Journal of Peace Research, 1991, vol. 28, issue 4, 393-406

Abstract: Quantitative and analytical social scientists increasingly have become interested in analyzing traditional normative problems. In this article we discuss the operationalization of conjectures contained in the Donagan—Aquinas thesis about the agreement of lay people and ethicists with the substantive content of the system of common morality concerning use of force. The thesis focuses on the complexity of reasoning at various levels in a claimed linkage between the golden rule, intermediate moral precepts, and just war theory.
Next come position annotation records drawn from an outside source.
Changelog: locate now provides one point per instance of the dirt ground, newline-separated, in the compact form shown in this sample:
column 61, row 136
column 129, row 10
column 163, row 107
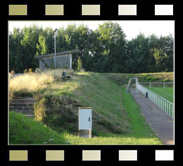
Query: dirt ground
column 157, row 119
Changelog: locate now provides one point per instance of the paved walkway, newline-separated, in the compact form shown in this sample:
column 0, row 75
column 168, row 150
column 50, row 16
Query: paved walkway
column 157, row 119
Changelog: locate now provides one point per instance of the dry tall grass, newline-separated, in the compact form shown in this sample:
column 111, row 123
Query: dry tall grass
column 30, row 82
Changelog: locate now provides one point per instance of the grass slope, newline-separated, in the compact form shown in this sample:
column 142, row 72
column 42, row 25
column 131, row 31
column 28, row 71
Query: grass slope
column 116, row 116
column 166, row 93
column 24, row 130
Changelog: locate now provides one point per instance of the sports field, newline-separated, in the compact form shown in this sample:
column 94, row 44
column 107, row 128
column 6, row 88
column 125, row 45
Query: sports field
column 166, row 92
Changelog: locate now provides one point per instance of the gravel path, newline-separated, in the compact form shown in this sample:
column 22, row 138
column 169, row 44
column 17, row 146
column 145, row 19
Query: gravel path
column 157, row 119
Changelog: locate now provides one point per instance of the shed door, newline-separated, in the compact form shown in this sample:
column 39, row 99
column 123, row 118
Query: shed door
column 85, row 119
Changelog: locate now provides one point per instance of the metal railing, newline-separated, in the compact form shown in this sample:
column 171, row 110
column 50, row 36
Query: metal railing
column 161, row 102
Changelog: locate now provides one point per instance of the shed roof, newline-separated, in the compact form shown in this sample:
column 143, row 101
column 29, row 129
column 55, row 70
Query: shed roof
column 58, row 53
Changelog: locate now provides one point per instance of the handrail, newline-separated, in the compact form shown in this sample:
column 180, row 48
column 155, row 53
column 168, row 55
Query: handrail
column 162, row 103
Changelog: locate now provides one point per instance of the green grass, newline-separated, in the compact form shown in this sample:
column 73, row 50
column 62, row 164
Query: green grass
column 166, row 92
column 24, row 130
column 140, row 131
column 117, row 119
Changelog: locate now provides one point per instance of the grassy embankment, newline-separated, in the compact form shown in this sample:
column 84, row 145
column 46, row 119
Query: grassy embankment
column 116, row 116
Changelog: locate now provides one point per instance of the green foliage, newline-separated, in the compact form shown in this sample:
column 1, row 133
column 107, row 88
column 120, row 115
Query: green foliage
column 24, row 130
column 165, row 80
column 103, row 50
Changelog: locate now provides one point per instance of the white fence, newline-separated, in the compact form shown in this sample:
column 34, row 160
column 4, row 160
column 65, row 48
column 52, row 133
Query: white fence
column 163, row 84
column 161, row 102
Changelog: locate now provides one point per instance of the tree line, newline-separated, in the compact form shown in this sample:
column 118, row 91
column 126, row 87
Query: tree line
column 105, row 49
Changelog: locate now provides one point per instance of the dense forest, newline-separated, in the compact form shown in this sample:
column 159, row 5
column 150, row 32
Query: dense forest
column 104, row 50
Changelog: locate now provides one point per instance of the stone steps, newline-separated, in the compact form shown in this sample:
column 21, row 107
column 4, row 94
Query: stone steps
column 23, row 105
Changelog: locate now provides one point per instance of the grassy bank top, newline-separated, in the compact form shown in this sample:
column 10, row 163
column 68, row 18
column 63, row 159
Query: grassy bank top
column 116, row 118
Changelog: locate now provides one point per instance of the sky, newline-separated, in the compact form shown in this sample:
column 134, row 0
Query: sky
column 130, row 28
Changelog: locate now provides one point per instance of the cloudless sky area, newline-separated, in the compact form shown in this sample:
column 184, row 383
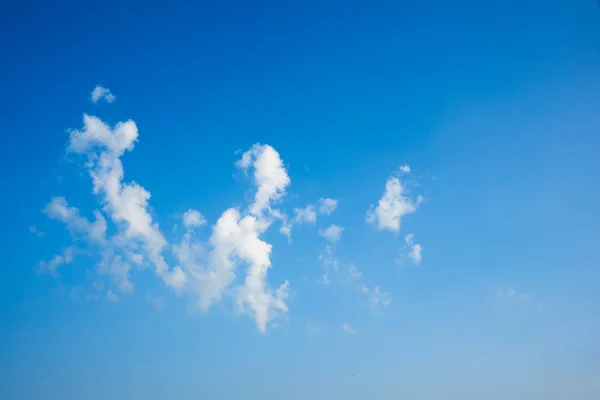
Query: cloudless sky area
column 494, row 106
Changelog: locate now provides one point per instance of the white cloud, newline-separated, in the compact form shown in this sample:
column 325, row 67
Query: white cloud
column 59, row 209
column 270, row 176
column 116, row 269
column 346, row 327
column 307, row 214
column 333, row 233
column 110, row 296
column 327, row 206
column 193, row 218
column 405, row 169
column 51, row 266
column 126, row 203
column 414, row 249
column 392, row 206
column 100, row 92
column 376, row 297
column 235, row 240
column 512, row 295
column 35, row 231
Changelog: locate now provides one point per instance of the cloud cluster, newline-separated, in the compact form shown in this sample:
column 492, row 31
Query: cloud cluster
column 231, row 263
column 346, row 327
column 305, row 215
column 393, row 205
column 205, row 269
column 414, row 249
column 332, row 264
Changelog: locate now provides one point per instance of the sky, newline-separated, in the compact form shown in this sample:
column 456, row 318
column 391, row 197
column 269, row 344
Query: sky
column 359, row 200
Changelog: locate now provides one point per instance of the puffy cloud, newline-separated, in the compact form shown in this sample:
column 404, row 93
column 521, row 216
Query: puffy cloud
column 332, row 233
column 100, row 92
column 193, row 219
column 307, row 214
column 414, row 249
column 346, row 327
column 59, row 209
column 511, row 295
column 376, row 297
column 35, row 231
column 393, row 205
column 405, row 169
column 235, row 240
column 270, row 176
column 327, row 206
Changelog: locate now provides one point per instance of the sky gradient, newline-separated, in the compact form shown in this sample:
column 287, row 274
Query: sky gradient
column 292, row 200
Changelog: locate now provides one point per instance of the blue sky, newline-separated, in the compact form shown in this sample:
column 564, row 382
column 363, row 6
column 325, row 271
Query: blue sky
column 268, row 143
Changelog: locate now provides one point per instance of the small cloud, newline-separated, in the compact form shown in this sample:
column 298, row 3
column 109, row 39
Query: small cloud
column 332, row 234
column 393, row 205
column 512, row 295
column 110, row 296
column 306, row 214
column 376, row 297
column 348, row 329
column 327, row 206
column 414, row 249
column 51, row 266
column 35, row 231
column 100, row 92
column 193, row 219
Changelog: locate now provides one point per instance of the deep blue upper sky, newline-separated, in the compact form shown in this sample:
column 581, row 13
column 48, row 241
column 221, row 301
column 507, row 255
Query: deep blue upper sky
column 494, row 105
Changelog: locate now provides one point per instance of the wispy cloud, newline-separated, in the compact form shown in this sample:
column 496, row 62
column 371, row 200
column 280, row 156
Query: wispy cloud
column 315, row 328
column 415, row 250
column 332, row 233
column 393, row 205
column 511, row 295
column 101, row 92
column 193, row 219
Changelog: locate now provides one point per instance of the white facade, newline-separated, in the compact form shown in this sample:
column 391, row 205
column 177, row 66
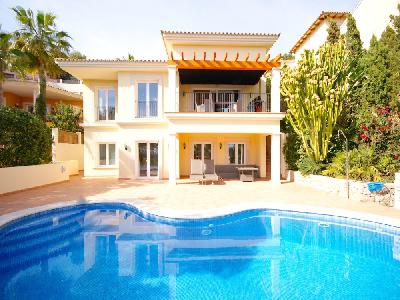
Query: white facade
column 159, row 125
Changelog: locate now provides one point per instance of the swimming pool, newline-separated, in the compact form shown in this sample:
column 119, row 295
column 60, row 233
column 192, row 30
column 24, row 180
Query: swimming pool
column 114, row 251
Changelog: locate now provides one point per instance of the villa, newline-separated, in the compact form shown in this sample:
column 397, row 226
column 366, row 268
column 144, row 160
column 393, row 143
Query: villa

It holds that both lay people and ethicists who accept the golden rule also will accept the distinction between killing and murder; and both groups will reject pacificism, aggressive war, and amorality in favor of the moral acceptability of defensive war. However, this consensus between lay people and ethicists will break down on the more complex issues of war. The system of common morality is described as to its structure, derivation, and content, and the thesis is tested using national level survey data from five American elite groups. Most of the individuals surveyed support the principle of the golden rule and its application through just war theory regarding the moral complexities of conventional war, but the results to mutual assured destruction warfare items suggest a secular norm of negative reciprocity, which is analogous to the international legal concept of reprisal. We conclude that the Donagan—Aquinas thesis is supported regarding problems of conventional war, but its predictions — and the consensus among contemporary just war theorists — break down under the onslaught of the problems generated by nuclear weapons.